Dalton Keene

Profile
- Position: Tight end

Personal information
- Born: April 14, 1999 (age 27) St. Louis, Missouri, U.S.
- Listed height: 6 ft 4 in (1.93 m)
- Listed weight: 251 lb (114 kg)

Career information
- High school: Chatfield (Littleton, Colorado)
- College: Virginia Tech (2017–2019)
- NFL draft: 2020: 3rd round, 101st overall pick

Career history
- New England Patriots (2020–2021); Philadelphia Eagles (2022)*; Denver Broncos (2022)*; Philadelphia Eagles (2023)*; Houston Texans (2023–2025);
- * Offseason or practice squad member only

Career NFL statistics as of 2024
- Receptions: 3
- Receiving yards: 16
- Stats at Pro Football Reference

= Dalton Keene =

American football player (born 1999)

Dalton Keene (born April 14, 1999) is an American professional football tight end. He played college football for the Virginia Tech Hokies.

==Early life==
Keene grew up in Littleton, Colorado and attended Chatfield High School, where he played middle linebacker and running back on the football team and also ran track. He was named first-team All-State as a senior after rushing for 1,175 rushing yards and 18 touchdowns.

==College career==
Keene started 12 games as a true freshman and caught 10 passes for 167 yards. He was named honorable mention All-Atlantic Coast Conference after recording 28 receptions for 341 yards and three touchdowns in his sophomore season. As a junior, Keene caught 21 passes for 240 yards and five touchdowns. Following the end of the season, Keene announced that he would forgo his final year of eligibility to enter the 2020 NFL Draft. Keene finished his collegiate career with 59 receptions for 748 yards and eight touchdowns in 39 games played.

==Professional career==

Pre-draft measurables
| Height | Weight | Arm length | Hand span | 40-yard dash | 10-yard split | 20-yard split | 20-yard shuttle | Three-cone drill | Vertical jump | Broad jump | Bench press |
| 6 ft 4+1⁄8 in (1.93 m) | 253 lb (115 kg) | 32+1⁄4 in (0.82 m) | 9+3⁄4 in (0.25 m) | 4.71 s | 1.63 s | 2.73 s | 4.19 s | 7.07 s | 34.0 in (0.86 m) | 10 ft 5 in (3.18 m) | 21 reps |
All values from NFL Combine

===New England Patriots===
Keene was selected in the third round with the 101st overall pick in the 2020 NFL draft by the New England Patriots. The Patriots acquired the pick from a division rival, the New York Jets, trading two fourth-round picks in the 2020 draft and a sixth-round pick in the 2021 NFL draft. It was the first time in Bill Belichick's 20 years as head coach of the Patriots that the team included a future draft pick to move up in a draft. He made his NFL debut in Week 7, recording one catch for eight yards. He was placed on injured reserve on November 10, 2020, with a knee injury. He was activated on December 5, 2020.

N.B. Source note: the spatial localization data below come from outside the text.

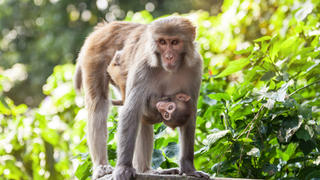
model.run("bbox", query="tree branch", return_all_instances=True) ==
[289,79,320,97]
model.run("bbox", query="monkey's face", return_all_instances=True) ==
[156,37,184,72]
[156,101,176,120]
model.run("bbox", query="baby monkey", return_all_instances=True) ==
[152,93,192,129]
[107,50,127,106]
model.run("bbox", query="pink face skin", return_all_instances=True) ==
[157,36,184,72]
[156,101,176,120]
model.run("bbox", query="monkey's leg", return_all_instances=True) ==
[111,83,126,106]
[87,97,112,179]
[133,121,153,173]
[120,84,126,103]
[113,86,145,180]
[83,63,111,179]
[179,116,210,179]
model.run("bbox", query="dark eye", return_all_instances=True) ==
[171,39,179,45]
[159,39,166,45]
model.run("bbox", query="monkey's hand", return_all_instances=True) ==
[180,170,210,179]
[112,165,136,180]
[92,165,113,179]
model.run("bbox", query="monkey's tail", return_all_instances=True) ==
[74,62,82,91]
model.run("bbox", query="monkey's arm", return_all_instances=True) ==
[179,59,209,178]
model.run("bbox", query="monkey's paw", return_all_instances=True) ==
[154,168,180,174]
[180,170,210,179]
[112,165,136,180]
[92,165,113,179]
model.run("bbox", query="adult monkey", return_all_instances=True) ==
[75,17,208,179]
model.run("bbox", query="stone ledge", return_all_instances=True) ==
[98,173,257,180]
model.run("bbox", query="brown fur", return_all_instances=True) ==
[142,93,192,129]
[107,50,127,106]
[74,17,209,180]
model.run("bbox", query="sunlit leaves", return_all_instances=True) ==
[276,143,297,162]
[198,0,320,178]
[215,58,250,78]
[207,130,230,147]
[1,0,320,179]
[75,156,91,180]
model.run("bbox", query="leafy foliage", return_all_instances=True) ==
[1,0,320,179]
[0,0,222,106]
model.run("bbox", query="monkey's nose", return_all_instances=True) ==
[165,54,174,61]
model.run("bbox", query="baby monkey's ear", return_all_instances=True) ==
[176,93,191,102]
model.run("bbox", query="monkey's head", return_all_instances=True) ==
[147,17,197,72]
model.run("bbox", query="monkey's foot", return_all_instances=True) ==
[92,165,113,179]
[154,168,180,175]
[181,170,210,179]
[113,165,136,180]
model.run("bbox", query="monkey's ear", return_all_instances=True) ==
[176,93,191,102]
[190,25,196,41]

On August 7, 2021, Keene was placed on injured reserve with a knee injury.

On August 21, 2022, the Patriots waived Keene.

===Philadelphia Eagles (first stint)===
On September 6, 2022, Keene was signed to the Philadelphia Eagles practice squad. He was released on October 4.

===Denver Broncos===
On October 15, 2022, Keene was signed to the Denver Broncos practice squad. He was released three days later. On December 27, Keene was re-signed by the Broncos to their practice squad. His practice squad contract with the team expired after the season on January 8, 2023.

===Philadelphia Eagles (second stint)===
On January 20, 2023, Keene was signed to a reserve/future contract by the Eagles. He was waived on July 26.

===Houston Texans===
On August 1, 2023, Keene signed with the Houston Texans. He was waived on August 29, 2023 and re-signed to the practice squad. He signed a reserve/future contract on January 22, 2024. Keene was placed on injured reserve with a torn ACL on August 21.

Keene re-signed with the Texans on August 5, 2025, and was released on August 22, having suffered an undisclosed injury that necessitated an IR placement. He was re-signed to the practice squad on October 29. On November 5, Keene was released.